I'll keep this short. My 7 month vizsla loves to swim. We typically only let her swim at very small ponds or when we have a kayak or something to go get her. We've only let her go a out 10 minutes straight. Today, she got away from us and jumped in the lake. We didn't have anything to go get her with. I resorted to swimming after her but she was going much faster than I could. We ended up having a friend use his boat to get her. It's hard to gauge how far or long she had bed swimming. But I can say very far and very long time. She didn't even look tired. Had a normal heartbeat. Two questions:

1 - Anyway I can begin training her to come back when called from the lake? She seems to be in her own world.
2 - How long can they continuously swim until I should be concerned?


----------



## GLHF (Feb 21, 2013)

Well her own accord may or may not mean coming back to shore at all.
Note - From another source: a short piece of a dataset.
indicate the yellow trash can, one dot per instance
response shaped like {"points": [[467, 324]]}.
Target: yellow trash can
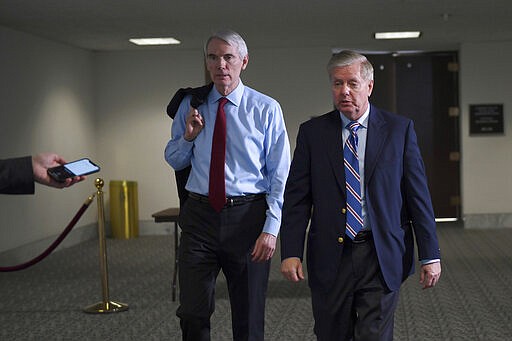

And shore would be many miles away in today's case.


----------



## R E McCraith (Nov 24, 2011)

@ 7mo the pup must know recall - start @ home & in the field - I use a wistle & E collar - whoa & here the 2 comands my pups neve ever disobey


----------



## Kevin (Dec 29, 2012)

We went to the hydro pool with our V last week. The lady running the session said a 5 minute strong swim is the same as a 5 mile run out.

Check the whites of the eyes, if they are pink/blood shot then your V has been working hard.


----------



## Rudy (Oct 12, 2012)

Kev is correct the Eyes are the Keys


----------